5) In the classes of collective qwu registered 15 values qwb > 1.0 or 75% the tested material non-metallic by charging by influence can generate dangerous charge transfer.

Popularly published tables describing the properties of materials non-metallic do not contain any information about the properties of electricity. The spark discharge of electrostatic able to ignition the atmosphere potentially explosive [23] correlates with the value of a charge transfer from the charged material with probability greater than zero.

The value of a charge transfer Q can be used to the risk the analysis for the safe use the parts or the components of non-metallic that in the conditions of use, are exposed to charging such as fuel systems for motor vehicles, which are exposed to continuous charging [24].

At the end of this article imposes a simple question:

Do you know the value surface resistance and volume resistance of non-metallic material lets make a theoretical estimate expected the value of a charge transfer from the charged material?

7. Conclusions

Results of this study show that:

Protection against static electricity is based on standardized test methods, in which many people seem to be too stringent.

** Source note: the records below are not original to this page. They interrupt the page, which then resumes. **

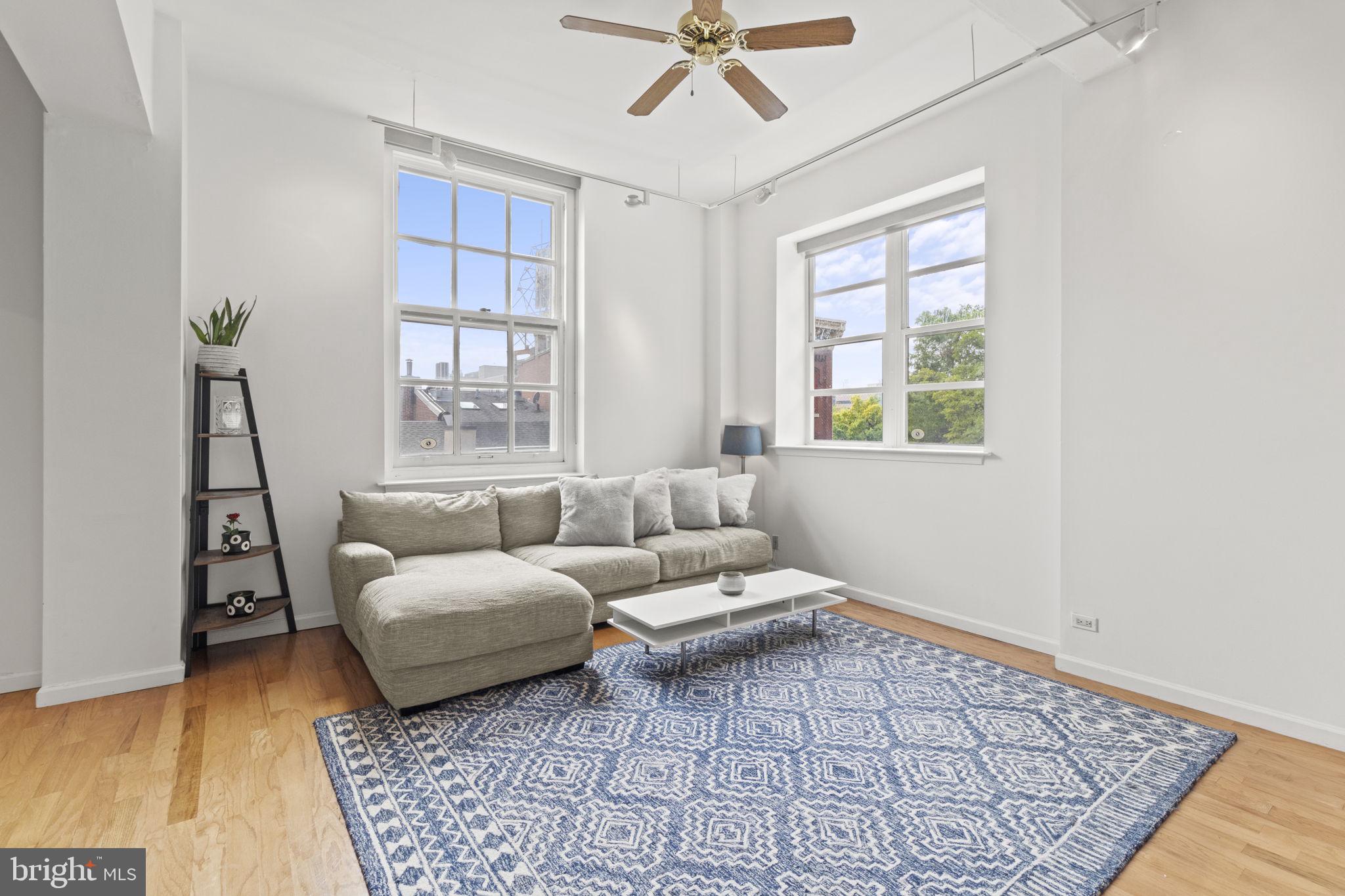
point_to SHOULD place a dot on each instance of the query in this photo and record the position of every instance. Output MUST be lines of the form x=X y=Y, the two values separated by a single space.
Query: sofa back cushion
x=598 y=512
x=530 y=515
x=413 y=523
x=653 y=504
x=695 y=504
x=735 y=496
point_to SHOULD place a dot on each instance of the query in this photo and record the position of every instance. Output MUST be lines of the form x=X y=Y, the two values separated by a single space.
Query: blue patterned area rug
x=860 y=762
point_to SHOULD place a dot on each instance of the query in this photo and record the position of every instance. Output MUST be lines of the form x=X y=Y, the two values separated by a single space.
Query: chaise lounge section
x=450 y=594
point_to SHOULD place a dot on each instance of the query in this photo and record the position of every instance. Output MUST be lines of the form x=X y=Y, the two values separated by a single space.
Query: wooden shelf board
x=218 y=495
x=211 y=617
x=210 y=558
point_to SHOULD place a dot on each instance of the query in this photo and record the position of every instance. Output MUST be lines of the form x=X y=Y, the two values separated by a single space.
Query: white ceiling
x=523 y=83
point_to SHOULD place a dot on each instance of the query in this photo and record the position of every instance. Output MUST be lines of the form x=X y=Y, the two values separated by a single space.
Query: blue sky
x=426 y=273
x=946 y=240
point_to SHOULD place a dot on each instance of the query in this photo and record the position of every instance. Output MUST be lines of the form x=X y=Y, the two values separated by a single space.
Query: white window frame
x=564 y=414
x=896 y=366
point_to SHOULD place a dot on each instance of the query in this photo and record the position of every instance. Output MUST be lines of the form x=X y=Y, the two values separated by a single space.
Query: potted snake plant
x=219 y=335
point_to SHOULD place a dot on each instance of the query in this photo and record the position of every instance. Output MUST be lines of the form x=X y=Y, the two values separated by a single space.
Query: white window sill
x=471 y=482
x=929 y=454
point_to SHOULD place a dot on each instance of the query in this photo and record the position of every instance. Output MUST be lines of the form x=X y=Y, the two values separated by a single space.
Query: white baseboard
x=89 y=688
x=20 y=680
x=1248 y=714
x=275 y=624
x=951 y=620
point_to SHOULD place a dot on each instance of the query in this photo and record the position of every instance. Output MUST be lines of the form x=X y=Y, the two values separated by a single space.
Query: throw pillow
x=735 y=495
x=414 y=523
x=529 y=515
x=598 y=512
x=653 y=504
x=695 y=505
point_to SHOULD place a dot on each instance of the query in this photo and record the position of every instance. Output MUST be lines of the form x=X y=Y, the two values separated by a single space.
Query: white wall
x=287 y=203
x=112 y=396
x=1202 y=372
x=20 y=375
x=975 y=545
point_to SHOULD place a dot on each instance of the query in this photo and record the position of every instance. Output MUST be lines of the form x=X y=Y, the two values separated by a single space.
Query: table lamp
x=743 y=441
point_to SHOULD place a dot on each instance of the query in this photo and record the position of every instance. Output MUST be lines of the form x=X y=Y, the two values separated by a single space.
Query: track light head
x=1137 y=37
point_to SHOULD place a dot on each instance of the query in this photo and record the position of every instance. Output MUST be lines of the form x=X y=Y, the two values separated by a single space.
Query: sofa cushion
x=530 y=515
x=735 y=495
x=653 y=504
x=412 y=523
x=452 y=606
x=689 y=553
x=598 y=511
x=599 y=568
x=695 y=505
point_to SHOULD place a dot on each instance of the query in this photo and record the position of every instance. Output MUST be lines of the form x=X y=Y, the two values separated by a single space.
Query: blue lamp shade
x=741 y=441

To ensure repeatability during testing climatic conditions, temperature and humidity of a room laboratory were thoroughly established [25].

The standard for measuring parameters of resistance, the materials and products of non-metallic should be an important element in any conformity assessment system.

The measurement control of surface resistance of the material non-metallic should be an important step to ensure the safety of a process.

The parameters of resistance examined the materials non-metallic exceeding the value 1.0 × 109 W. The materials belong to the group about electrostatic properties of nonconductive.

On the macroscopic surface of charged material nonmetallic, base met field theory [20].

Charging by contact or rubbing asymmetric, causes the transfer of electrons (and sometimes ions) between the slider and the sliding materials. This is a method for the preparation of charge induced on the surface of material non-metallic. [19]

After charging by influence, the charge transfer of charged composite coating on a metal substrate is greater than 150 nC (~200 nC). The operating conditions tested composites coating may pose a risk of explosion [17].

In order to explicitly exclude the impact parameters on air of temperature and humidity to change the electrostatic properties of a material non-metallic, in places where potential atmosphere happens, ambient parameters of climatic should be recorded [18].

Methods for determining the charge transfer from the charged material non-metallic should be widely supported and used in analysis of risk.

The most effective means to prevent the discharge of electrostatic is to prevent the accumulation of electrical charge on the non-conductive materials non-metallic [22].

If the design of a device does not rule out the possibility of hazards ignition from the discharge of electrostatic, this device should be equipped in the warning label.